Liver and Bile
N Engl J Med. 2023;389(11):998–1008
Randomized, controlled trial of the FGF21 analogue pegozafermin in NASH
Background: Pegozafermin is a long-acting glycopegylated (pegylated with the use of site-specific glycosyltransferases) fibroblast growth factor 21 (FGF21) analogue in development for the treatment of non-alcoholic steatohepatitis (NASH) and severe hypertriglyceridemia. The efficacy and safety of pegozafermin in patients with biopsy-proven non-cirrhotic NASH are not well established.
Methods: In this phase 2b, multicenter, double-blind, 24-week, randomized, placebo-controlled trial, the authors randomly assigned patients with biopsy-confirmed NASH and stage F2 or F3 (moderate or severe) fibrosis to receive subcutaneous pegozafermin at a dose of 15 mg or 30 mg weekly or 44 mg once every 2 weeks or placebo weekly or every 2 weeks. The 2 primary end points were an improvement in fibrosis (defined as reduction by ≥ 1 stage, on a scale from 0 to 4, with higher stages indicating greater severity), with no worsening of NASH at 24 weeks and NASH resolution without worsening of fibrosis at 24 weeks.

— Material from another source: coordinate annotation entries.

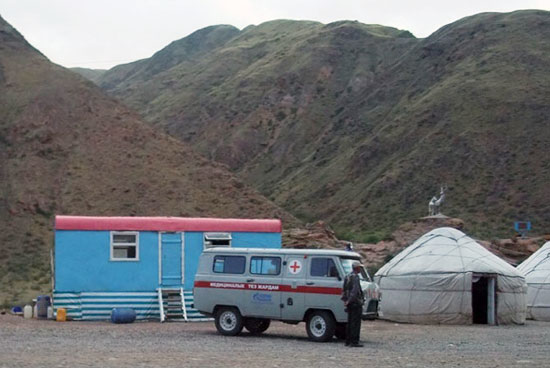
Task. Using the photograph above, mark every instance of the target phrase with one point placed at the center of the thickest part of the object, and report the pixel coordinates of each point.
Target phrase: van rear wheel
(320, 326)
(256, 325)
(229, 321)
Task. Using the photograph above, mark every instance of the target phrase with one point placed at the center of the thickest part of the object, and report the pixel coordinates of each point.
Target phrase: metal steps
(172, 304)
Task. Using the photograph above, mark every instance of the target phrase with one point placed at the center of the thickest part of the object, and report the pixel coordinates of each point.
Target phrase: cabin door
(484, 299)
(171, 245)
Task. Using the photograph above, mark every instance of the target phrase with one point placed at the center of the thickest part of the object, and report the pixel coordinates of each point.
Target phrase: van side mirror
(334, 273)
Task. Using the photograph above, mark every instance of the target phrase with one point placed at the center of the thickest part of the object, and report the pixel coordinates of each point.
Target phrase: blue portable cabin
(144, 263)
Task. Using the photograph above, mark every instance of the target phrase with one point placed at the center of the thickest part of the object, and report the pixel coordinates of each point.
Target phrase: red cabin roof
(166, 224)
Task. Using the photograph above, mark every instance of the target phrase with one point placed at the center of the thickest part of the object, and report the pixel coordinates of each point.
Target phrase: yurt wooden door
(484, 299)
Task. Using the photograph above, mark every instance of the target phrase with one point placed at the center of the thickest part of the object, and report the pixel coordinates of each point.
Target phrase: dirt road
(32, 343)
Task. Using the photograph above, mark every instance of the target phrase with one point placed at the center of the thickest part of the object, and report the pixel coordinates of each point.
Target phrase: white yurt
(446, 277)
(536, 270)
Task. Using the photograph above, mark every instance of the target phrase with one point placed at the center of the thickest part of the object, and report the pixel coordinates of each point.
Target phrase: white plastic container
(27, 312)
(50, 312)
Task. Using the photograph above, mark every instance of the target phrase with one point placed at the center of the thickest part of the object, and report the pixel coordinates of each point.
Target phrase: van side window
(323, 267)
(229, 264)
(265, 265)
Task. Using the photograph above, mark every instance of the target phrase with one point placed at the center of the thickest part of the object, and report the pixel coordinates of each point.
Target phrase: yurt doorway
(483, 299)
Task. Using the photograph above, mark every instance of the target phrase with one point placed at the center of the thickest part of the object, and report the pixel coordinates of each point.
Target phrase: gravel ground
(34, 343)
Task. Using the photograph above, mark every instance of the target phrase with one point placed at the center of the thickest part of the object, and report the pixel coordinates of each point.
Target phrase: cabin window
(212, 240)
(124, 246)
(265, 265)
(323, 267)
(229, 264)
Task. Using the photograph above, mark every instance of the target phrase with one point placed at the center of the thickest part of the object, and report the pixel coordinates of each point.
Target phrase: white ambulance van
(245, 287)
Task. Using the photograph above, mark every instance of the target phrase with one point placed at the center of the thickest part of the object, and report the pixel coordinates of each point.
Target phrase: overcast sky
(103, 33)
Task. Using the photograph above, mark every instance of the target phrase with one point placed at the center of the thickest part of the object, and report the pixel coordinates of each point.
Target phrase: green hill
(67, 148)
(359, 124)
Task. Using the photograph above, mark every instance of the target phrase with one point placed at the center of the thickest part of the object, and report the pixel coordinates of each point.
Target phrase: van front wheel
(229, 321)
(256, 325)
(320, 326)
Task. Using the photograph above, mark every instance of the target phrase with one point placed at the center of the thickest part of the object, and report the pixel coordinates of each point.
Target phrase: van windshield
(347, 262)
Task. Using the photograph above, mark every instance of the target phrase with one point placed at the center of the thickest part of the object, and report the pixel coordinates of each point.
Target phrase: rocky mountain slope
(67, 148)
(358, 125)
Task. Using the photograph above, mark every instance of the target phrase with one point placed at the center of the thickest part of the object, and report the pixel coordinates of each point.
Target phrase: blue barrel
(42, 304)
(123, 315)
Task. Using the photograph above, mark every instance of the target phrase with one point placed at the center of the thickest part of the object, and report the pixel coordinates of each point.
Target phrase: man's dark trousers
(353, 328)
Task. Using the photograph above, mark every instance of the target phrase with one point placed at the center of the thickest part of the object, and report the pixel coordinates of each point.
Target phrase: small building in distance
(144, 263)
(445, 277)
(536, 270)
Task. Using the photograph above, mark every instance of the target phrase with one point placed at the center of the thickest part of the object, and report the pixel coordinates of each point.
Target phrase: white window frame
(113, 244)
(216, 236)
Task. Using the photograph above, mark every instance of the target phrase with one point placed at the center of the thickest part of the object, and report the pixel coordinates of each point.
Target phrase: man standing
(353, 300)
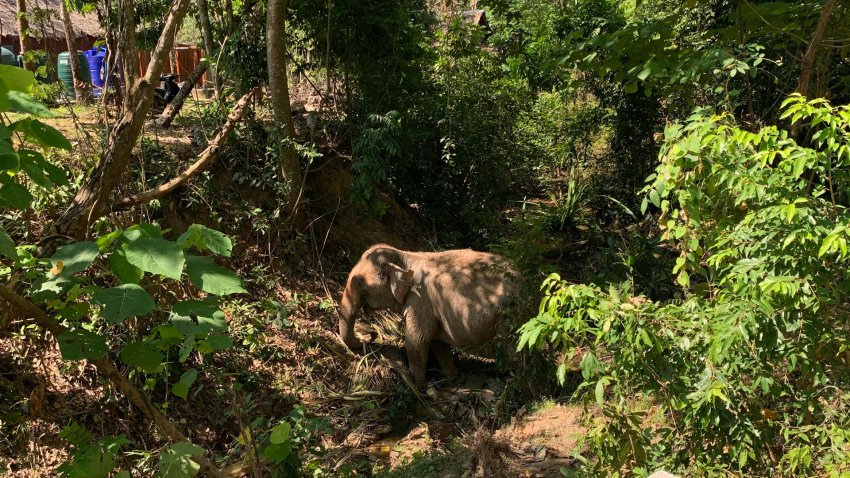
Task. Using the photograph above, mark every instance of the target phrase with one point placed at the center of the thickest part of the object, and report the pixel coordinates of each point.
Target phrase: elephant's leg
(418, 335)
(443, 353)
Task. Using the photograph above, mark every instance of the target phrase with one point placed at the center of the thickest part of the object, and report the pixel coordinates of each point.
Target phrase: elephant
(447, 299)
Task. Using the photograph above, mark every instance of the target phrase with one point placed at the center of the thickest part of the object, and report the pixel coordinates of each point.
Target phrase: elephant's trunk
(348, 309)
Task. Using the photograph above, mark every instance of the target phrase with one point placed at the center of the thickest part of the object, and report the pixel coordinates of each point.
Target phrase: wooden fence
(183, 60)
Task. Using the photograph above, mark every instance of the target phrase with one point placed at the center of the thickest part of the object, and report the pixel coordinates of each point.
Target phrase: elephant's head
(380, 280)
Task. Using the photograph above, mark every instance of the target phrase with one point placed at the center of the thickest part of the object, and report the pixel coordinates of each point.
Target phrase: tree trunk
(23, 32)
(808, 64)
(171, 110)
(209, 46)
(279, 89)
(80, 90)
(93, 200)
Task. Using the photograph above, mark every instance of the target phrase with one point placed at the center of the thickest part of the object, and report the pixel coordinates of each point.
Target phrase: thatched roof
(84, 25)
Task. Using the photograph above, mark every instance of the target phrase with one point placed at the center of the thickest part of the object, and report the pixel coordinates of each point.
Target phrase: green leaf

Safety was also assessed.
Results: Among the 222 patients who underwent randomization, 219 received pegozafermin or placebo. The percentage of patients who met the criteria for fibrosis improvement was 7% in the pooled placebo group, 22% in the 15-mg pegozafermin group (difference vs. placebo, 14 percentage points; 95% confidence interval [CI]: -9–38), 26% in the 30-mg pegozafermin group (difference, 19 percentage points; 95% CI: 5–32; p = 0.009), and 27% in the 44-mg pegozafermin group (difference, 20 percentage points; 95% CI: 5–35; p = 0.008). The percentage of patients who met the criteria for NASH resolution was 2% in the placebo group, 37% in the 15-mg pegozafermin group (difference vs. placebo, 35 percentage points; 95% CI: 10–59), 23% in the 30-mg pegozafermin group (difference, 21 percentage points; 95% CI: 9–33), and 26% in the 44-mg pegozafermin group (difference, 24 percentage points; 95% CI: 10–37). The most common adverse events associated with pegozafermin therapy were nausea and diarrhea.
Conclusions: In this phase 2b trial, treatment with pegozafermin led to improvements in fibrosis. These results support the advancement of pegozafermin into phase 3 development.